In Spark/PySpark from_json()
SQL function is used to convert JSON string from DataFrame column into struct column, Map type, and multiple columns.
1. Spark from_json() Syntax
Following are the different syntaxes of from_json() function.
// Spark from_json() Syntax
from_json(Column jsonStringcolumn, Column schema)
from_json(Column jsonStringcolumn, DataType schema)
from_json(Column jsonStringcolumn, StructType schema)
from_json(Column jsonStringcolumn, DataType schema, Map options)
from_json(Column jsonStringcolumn, Column schema, Map options)
from_json(Column jsonStringcolumn, StructType schema, Map options)
---
---
and more to support Java util Map
jsonStringcolumn
– DataFrame column where you have a JSON string.schema
– JSON schema, supports either DataType, Column, String, and StructType.options
– Optional JSON parsing options. Accepts the same options as JSON data source (spark.read.json)
2. Spark from_json() Usage Example
Let’s create a DataFrame with a column contains JSON string and in the next section, I will parse this column and convert it to MapType (map), struct, and multiple columns using the from_json()
function.
// Spark from_json() Usage Example
val jsonString="""{"Zipcode":704,"ZipCodeType":"STANDARD","City":"PARC PARQUE","State":"PR"}"""
val data = Seq((1, jsonString))
import spark.implicits._
val df=data.toDF("id","value")
df.show(false)
+---+--------------------------------------------------------------------------+
|id |value |
+---+--------------------------------------------------------------------------+
|1 |{"Zipcode":704,"ZipCodeType":"STANDARD","City":"PARC PARQUE","State":"PR"}|
+---+--------------------------------------------------------------------------+
2.1 Spark Convert JSON Column to Map type Column
By using syntax from_json(Column jsonStringcolumn, DataType schema)

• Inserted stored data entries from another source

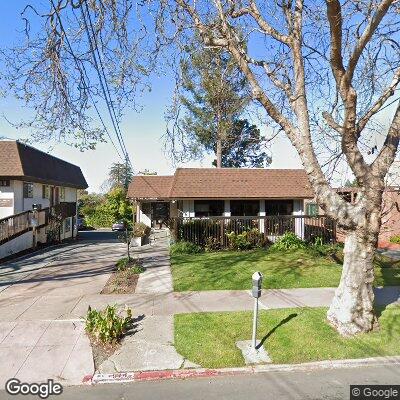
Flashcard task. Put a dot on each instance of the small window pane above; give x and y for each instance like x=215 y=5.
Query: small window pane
x=312 y=209
x=28 y=190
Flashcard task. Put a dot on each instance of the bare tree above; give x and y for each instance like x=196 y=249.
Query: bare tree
x=322 y=73
x=76 y=58
x=304 y=62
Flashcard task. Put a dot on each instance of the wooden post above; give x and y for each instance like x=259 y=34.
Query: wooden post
x=222 y=232
x=175 y=229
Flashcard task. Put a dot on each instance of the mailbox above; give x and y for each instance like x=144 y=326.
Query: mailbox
x=257 y=283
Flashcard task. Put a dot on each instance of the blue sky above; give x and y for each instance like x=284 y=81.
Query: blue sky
x=142 y=130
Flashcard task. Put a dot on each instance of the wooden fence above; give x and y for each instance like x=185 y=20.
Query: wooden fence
x=18 y=224
x=308 y=228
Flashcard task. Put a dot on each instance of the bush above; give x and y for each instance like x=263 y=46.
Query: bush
x=141 y=230
x=395 y=239
x=106 y=325
x=289 y=241
x=185 y=248
x=246 y=240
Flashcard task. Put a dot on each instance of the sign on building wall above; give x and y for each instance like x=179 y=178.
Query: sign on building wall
x=6 y=202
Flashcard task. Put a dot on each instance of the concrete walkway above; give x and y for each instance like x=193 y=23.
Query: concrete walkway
x=39 y=338
x=157 y=278
x=44 y=297
x=35 y=351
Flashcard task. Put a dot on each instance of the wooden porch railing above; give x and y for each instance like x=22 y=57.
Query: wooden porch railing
x=198 y=230
x=18 y=224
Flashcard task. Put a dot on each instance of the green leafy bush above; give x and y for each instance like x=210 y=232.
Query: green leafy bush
x=141 y=230
x=289 y=241
x=106 y=325
x=246 y=240
x=395 y=239
x=185 y=248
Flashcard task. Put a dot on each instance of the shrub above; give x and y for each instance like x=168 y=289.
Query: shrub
x=246 y=240
x=239 y=241
x=106 y=325
x=395 y=239
x=212 y=244
x=141 y=230
x=289 y=241
x=185 y=248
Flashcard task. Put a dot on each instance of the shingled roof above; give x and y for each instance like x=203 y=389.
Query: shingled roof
x=223 y=183
x=22 y=162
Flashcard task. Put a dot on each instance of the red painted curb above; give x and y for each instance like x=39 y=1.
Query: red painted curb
x=165 y=374
x=87 y=379
x=183 y=374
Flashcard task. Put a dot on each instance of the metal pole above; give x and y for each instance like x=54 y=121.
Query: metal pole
x=255 y=318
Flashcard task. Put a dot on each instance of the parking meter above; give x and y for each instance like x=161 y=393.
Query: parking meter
x=256 y=293
x=257 y=283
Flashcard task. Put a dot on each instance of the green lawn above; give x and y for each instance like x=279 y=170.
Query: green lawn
x=232 y=270
x=289 y=335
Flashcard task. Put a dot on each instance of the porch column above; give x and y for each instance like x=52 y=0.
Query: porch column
x=298 y=209
x=227 y=208
x=262 y=214
x=138 y=211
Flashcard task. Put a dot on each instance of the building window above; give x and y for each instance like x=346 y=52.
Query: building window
x=45 y=192
x=5 y=183
x=312 y=209
x=28 y=190
x=67 y=225
x=278 y=207
x=208 y=208
x=245 y=208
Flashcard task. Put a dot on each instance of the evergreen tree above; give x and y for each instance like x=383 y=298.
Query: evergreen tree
x=120 y=175
x=213 y=95
x=244 y=147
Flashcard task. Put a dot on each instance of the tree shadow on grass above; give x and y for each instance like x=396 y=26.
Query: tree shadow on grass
x=272 y=331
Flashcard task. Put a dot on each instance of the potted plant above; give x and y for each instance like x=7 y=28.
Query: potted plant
x=141 y=234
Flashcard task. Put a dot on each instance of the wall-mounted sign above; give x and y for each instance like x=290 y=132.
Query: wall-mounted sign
x=6 y=202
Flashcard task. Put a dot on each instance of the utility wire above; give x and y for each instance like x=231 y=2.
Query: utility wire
x=103 y=73
x=103 y=80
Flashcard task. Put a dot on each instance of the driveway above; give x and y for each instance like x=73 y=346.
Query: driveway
x=40 y=335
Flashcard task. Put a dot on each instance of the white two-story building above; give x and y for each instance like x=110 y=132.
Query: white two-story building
x=33 y=180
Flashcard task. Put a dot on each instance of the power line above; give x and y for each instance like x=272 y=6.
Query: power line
x=103 y=80
x=83 y=72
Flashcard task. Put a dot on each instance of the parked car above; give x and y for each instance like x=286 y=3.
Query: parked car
x=80 y=222
x=119 y=226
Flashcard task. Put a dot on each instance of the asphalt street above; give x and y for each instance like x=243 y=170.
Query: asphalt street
x=321 y=384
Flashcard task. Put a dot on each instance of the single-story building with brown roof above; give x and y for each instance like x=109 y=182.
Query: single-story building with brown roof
x=229 y=192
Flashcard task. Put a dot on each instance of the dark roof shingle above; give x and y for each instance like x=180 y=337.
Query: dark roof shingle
x=19 y=161
x=220 y=183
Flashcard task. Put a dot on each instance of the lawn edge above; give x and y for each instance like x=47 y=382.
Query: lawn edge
x=140 y=376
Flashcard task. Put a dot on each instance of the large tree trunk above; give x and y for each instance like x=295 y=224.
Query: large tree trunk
x=352 y=309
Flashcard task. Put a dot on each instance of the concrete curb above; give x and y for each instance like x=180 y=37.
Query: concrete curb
x=140 y=376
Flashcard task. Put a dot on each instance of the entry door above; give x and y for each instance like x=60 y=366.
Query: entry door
x=51 y=196
x=56 y=195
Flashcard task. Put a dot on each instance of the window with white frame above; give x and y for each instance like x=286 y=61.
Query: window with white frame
x=45 y=191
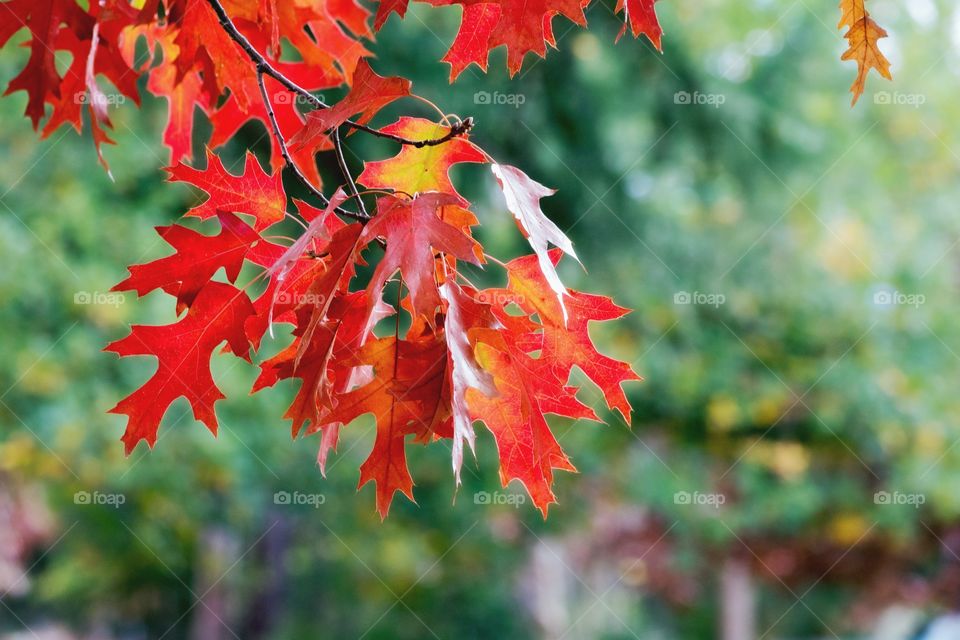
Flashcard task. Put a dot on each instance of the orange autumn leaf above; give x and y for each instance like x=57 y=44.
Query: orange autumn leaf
x=862 y=36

, you can convert Spark DataFrame with JSON string into MapType (map) column. MapType is a subclass of DataType.
// Spark Convert JSON Column to Map type Column
import org.apache.spark.sql.functions.{from_json,col}
import org.apache.spark.sql.types.{MapType, StringType}
val df2=df.withColumn("value",from_json(col("value"),MapType(StringType,StringType)))
df2.printSchema()
df2.show(false)
root
|-- id: integer (nullable = false)
|-- value: map (nullable = true)
| |-- key: string
| |-- value: string (valueContainsNull = true)

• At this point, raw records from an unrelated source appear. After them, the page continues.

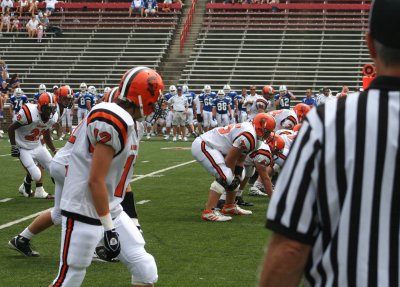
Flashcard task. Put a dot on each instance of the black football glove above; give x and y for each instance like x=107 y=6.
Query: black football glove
x=111 y=243
x=14 y=151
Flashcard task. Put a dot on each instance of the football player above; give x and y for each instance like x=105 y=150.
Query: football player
x=42 y=89
x=191 y=107
x=17 y=101
x=100 y=166
x=33 y=121
x=206 y=100
x=232 y=95
x=222 y=111
x=222 y=151
x=81 y=101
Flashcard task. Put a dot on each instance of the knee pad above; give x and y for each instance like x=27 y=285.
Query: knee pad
x=217 y=187
x=35 y=173
x=56 y=216
x=144 y=272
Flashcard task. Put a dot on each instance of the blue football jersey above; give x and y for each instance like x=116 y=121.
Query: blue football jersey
x=222 y=105
x=190 y=97
x=18 y=102
x=207 y=101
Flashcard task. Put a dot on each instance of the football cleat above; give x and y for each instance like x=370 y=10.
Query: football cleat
x=234 y=209
x=254 y=191
x=241 y=202
x=214 y=215
x=23 y=191
x=41 y=193
x=101 y=255
x=22 y=245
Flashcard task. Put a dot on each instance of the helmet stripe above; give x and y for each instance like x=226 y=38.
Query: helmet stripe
x=128 y=81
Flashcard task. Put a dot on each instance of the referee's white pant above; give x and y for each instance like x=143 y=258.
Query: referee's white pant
x=57 y=172
x=79 y=241
x=28 y=157
x=81 y=114
x=212 y=160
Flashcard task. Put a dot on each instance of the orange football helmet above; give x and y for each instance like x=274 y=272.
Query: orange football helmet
x=46 y=105
x=142 y=86
x=297 y=127
x=301 y=111
x=268 y=90
x=275 y=142
x=263 y=124
x=111 y=96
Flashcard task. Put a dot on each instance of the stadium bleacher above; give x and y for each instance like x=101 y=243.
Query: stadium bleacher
x=303 y=45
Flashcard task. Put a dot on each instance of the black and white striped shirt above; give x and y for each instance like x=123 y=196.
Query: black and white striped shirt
x=339 y=190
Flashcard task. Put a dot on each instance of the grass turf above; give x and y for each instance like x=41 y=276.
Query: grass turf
x=189 y=252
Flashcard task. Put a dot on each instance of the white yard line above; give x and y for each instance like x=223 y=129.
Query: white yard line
x=135 y=179
x=6 y=199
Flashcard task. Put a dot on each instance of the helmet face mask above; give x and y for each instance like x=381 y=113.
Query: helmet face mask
x=263 y=124
x=143 y=87
x=46 y=106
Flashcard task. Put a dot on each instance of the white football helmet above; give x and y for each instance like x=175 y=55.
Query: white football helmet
x=92 y=90
x=172 y=90
x=227 y=89
x=207 y=89
x=106 y=90
x=42 y=88
x=282 y=89
x=83 y=87
x=18 y=92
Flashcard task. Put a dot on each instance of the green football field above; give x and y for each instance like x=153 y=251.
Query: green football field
x=188 y=251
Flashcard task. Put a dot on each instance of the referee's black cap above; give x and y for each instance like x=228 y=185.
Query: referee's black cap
x=384 y=22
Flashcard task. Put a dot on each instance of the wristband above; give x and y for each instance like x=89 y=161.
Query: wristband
x=106 y=221
x=238 y=170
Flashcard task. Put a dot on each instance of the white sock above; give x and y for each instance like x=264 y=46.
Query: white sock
x=27 y=234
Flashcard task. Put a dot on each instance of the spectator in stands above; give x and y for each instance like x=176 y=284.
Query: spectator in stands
x=15 y=24
x=24 y=6
x=7 y=6
x=150 y=8
x=310 y=99
x=14 y=82
x=51 y=6
x=137 y=7
x=343 y=93
x=32 y=26
x=325 y=96
x=3 y=97
x=5 y=21
x=4 y=70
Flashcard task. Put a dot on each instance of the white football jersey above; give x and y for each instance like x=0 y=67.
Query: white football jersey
x=285 y=119
x=109 y=124
x=252 y=106
x=242 y=136
x=28 y=135
x=262 y=155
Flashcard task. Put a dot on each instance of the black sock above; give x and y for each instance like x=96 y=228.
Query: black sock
x=28 y=183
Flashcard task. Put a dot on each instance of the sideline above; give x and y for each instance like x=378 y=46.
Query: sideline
x=135 y=179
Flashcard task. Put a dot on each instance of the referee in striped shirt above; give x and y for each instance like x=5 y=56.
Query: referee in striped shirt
x=335 y=211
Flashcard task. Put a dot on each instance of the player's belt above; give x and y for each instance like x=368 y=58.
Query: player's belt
x=81 y=218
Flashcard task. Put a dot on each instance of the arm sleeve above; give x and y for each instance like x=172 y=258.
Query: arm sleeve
x=292 y=211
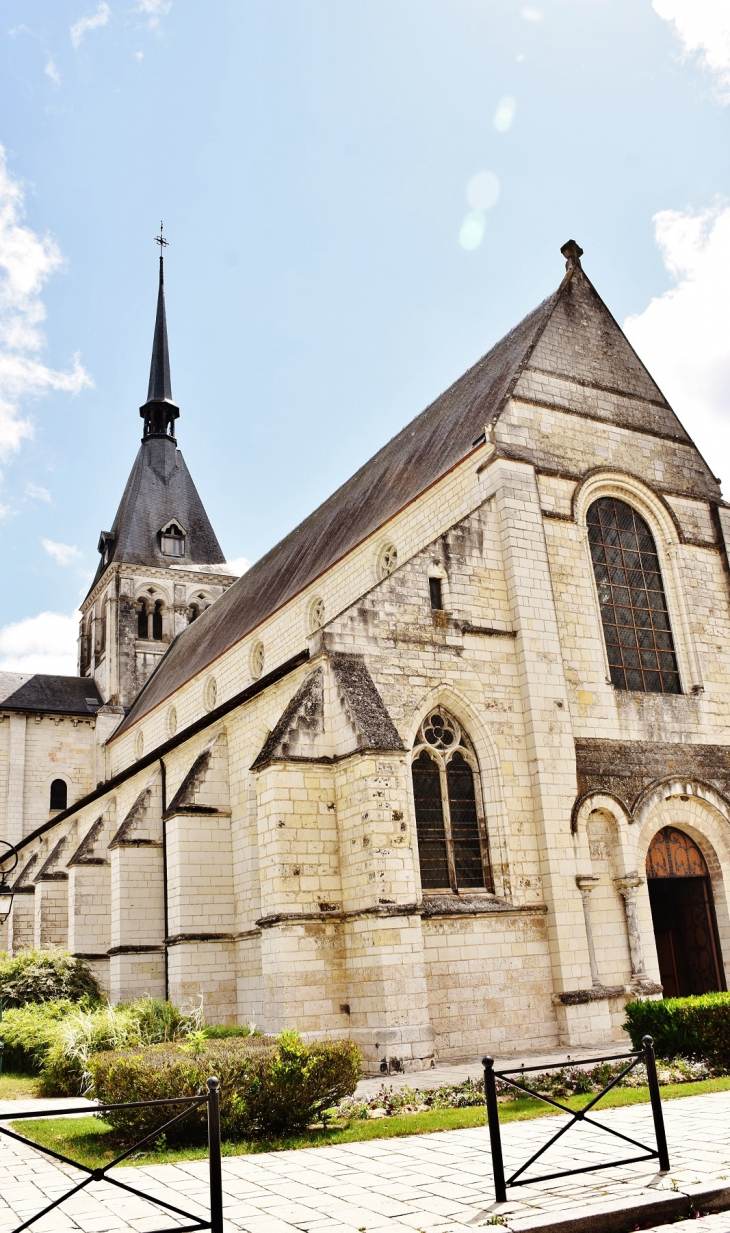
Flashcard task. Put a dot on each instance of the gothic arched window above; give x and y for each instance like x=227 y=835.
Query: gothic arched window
x=631 y=596
x=453 y=846
x=58 y=794
x=142 y=620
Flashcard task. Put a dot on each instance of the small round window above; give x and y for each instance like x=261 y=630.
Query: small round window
x=257 y=660
x=387 y=560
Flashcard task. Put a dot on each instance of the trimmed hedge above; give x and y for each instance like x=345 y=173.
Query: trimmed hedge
x=268 y=1085
x=688 y=1027
x=28 y=1033
x=33 y=977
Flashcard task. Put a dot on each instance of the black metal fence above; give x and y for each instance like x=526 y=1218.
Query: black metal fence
x=576 y=1116
x=211 y=1097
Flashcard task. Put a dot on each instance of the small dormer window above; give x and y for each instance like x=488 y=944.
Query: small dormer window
x=173 y=540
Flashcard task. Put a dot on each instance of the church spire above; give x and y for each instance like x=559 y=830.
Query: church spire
x=159 y=412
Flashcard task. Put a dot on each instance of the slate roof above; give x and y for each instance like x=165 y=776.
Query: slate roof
x=411 y=462
x=40 y=693
x=160 y=490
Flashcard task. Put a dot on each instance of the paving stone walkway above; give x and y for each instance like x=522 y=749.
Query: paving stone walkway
x=421 y=1184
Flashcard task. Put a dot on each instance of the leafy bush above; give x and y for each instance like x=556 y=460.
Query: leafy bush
x=33 y=977
x=28 y=1032
x=56 y=1040
x=268 y=1085
x=693 y=1027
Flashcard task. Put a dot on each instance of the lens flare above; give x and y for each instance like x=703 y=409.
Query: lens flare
x=482 y=190
x=504 y=114
x=472 y=229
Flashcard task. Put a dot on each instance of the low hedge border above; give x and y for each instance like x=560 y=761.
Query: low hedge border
x=689 y=1027
x=268 y=1085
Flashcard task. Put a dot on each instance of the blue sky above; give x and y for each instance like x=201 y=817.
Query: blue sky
x=360 y=197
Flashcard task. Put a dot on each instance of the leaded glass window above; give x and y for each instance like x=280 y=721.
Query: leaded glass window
x=453 y=847
x=633 y=606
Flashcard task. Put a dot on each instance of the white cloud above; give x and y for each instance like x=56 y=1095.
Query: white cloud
x=46 y=643
x=482 y=190
x=153 y=10
x=26 y=262
x=683 y=335
x=64 y=554
x=36 y=492
x=238 y=566
x=52 y=72
x=704 y=30
x=504 y=114
x=93 y=22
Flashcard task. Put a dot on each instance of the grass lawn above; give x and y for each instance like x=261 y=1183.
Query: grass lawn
x=17 y=1086
x=90 y=1141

+---+---------------------------------------------------------------------------+
|id |value |
+---+---------------------------------------------------------------------------+
|1 |[Zipcode -> 704, ZipCodeType -> STANDARD, City -> PARC PARQUE, State -> PR]|
+---+---------------------------------------------------------------------------+
Note that by using withColumn()
I have converted the value
column from JSON string to MapType.
2.1 Spark Convert JSON Column to struct Column
Now by using from_json(Column jsonStringcolumn, StructType schema)
, you can convert JSON string on the Spark DataFrame column to a struct type. In order to do so, first, you need to create a StructType for the JSON string.

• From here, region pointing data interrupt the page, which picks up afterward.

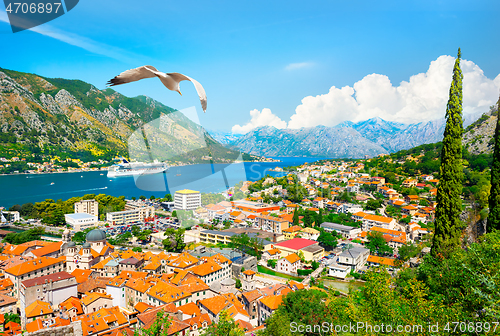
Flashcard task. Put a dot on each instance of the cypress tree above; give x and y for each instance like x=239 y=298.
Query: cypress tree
x=494 y=200
x=449 y=205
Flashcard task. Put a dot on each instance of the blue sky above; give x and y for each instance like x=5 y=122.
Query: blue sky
x=266 y=58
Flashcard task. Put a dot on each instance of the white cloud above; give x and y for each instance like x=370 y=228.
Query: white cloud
x=81 y=42
x=295 y=66
x=422 y=98
x=264 y=118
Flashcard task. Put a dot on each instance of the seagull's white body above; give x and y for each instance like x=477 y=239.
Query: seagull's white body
x=170 y=80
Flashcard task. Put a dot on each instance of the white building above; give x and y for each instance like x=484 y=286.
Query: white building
x=338 y=271
x=289 y=264
x=90 y=207
x=81 y=221
x=52 y=288
x=354 y=258
x=130 y=216
x=187 y=199
x=11 y=216
x=344 y=230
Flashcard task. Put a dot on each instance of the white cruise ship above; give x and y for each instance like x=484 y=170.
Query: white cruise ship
x=136 y=168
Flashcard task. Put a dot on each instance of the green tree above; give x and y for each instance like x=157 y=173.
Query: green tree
x=79 y=237
x=377 y=244
x=244 y=243
x=327 y=238
x=295 y=217
x=494 y=199
x=159 y=327
x=408 y=251
x=8 y=317
x=447 y=228
x=272 y=263
x=25 y=236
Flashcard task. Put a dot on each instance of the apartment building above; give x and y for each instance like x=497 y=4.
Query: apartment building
x=33 y=269
x=187 y=199
x=90 y=207
x=127 y=217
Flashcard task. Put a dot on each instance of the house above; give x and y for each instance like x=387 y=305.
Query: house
x=198 y=324
x=130 y=264
x=309 y=233
x=369 y=221
x=412 y=198
x=289 y=264
x=96 y=301
x=209 y=272
x=344 y=230
x=267 y=305
x=33 y=269
x=250 y=300
x=215 y=305
x=71 y=307
x=271 y=224
x=355 y=257
x=409 y=210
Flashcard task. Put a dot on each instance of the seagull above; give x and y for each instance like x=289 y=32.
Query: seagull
x=170 y=80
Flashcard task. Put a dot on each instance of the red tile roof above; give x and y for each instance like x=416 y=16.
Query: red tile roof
x=49 y=278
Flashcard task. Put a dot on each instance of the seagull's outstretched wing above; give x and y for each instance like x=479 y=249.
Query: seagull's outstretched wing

// Spark Convert JSON Column to struct Column
import org.apache.spark.sql.types.{StringType, StructType}
val schema = new StructType()
.add("Zipcode", StringType, true)
.add("ZipCodeType", StringType, true)
.add("City", StringType, true)
.add("State", StringType, true)
Let’s use this schema on from_json().
val df4=df.withColumn("value",from_json(col("value"),schema))
df4.printSchema()
df4.show(false)
root
|-- id: integer (nullable = false)
|-- value: struct (nullable = true)
| |-- Zipcode: string (nullable = true)
| |-- ZipCodeType: string (nullable = true)
| |-- City: string (nullable = true)
| |-- State: string (nullable = true)
+---+--------------------------------+
|id |value |
+---+--------------------------------+
|1 |[704, STANDARD, PARC PARQUE, PR]|
+---+--------------------------------+
2.2 Spark Convert JSON Column to Multiple Columns
Finally, let’s convert the value
struct to individual columns.
// Spark Convert JSON Column to Multiple Columns
val df5=df4.select(col("id"),col("value.*"))
df5.printSchema()
df5.show()
root
|-- id: integer (nullable = false)
|-- Zipcode: string (nullable = true)
|-- ZipCodeType: string (nullable = true)
|-- City: string (nullable = true)
|-- State: string (nullable = true)
+---+-------+-----------+-----------+-----+
| id|Zipcode|ZipCodeType| City|State|
+---+-------+-----------+-----------+-----+
| 1| 704| STANDARD|PARC PARQUE| PR|
+---+-------+-----------+-----------+-----+
3. PySpark from_json() Syntax
Following is syntax of from_json() syntax.
// PySpark from_json() Syntax
def from_json(col, schema, options={})
4. PySpark from_json() Usage Example
Since I have already explained how to query and parse JSON string column and convert it to MapType, struct type, and multiple columns above, with PySpark I will just provide the complete example.
// PySpark from_json() Usage Example
from pyspark.sql import SparkSession,Row
spark = SparkSession.builder.appName('SparkByExamples.com').getOrCreate()
#read json from text file
jsonString="""{"Zipcode":704,"ZipCodeType":"STANDARD","City":"PARC PARQUE","State":"PR"}"""
df=spark.createDataFrame([(1, jsonString)],["id","value"])
df.show(truncate=False)
#Convert JSON string column to Map type
from pyspark.sql.types import MapType,StringType
from pyspark.sql.functions import from_json
df2=df.withColumn("value",from_json(df.value,MapType(StringType(),StringType())))
df2.printSchema()
df2.show(truncate=False)
#Create schema for JSON
from pyspark.sql.types import StructType,StructField, StringType
schema = StructType([
StructField("Zipcode",StringType(),True),
StructField("ZipCodeType",StringType(),True),
StructField("City",StringType(),True),
StructField("State", StringType(), True)
])
#Convert JSON string column to struct type
from pyspark.sql.functions import col,from_json
df3 = df.withColumn("value",from_json(col("value"),schema))
df3.printSchema()
df3.show(truncate=False)
#Convert to multile columns
df4=df3.select("id", "value.*")
df4.printSchema()
df4.show()
Happy Learning !!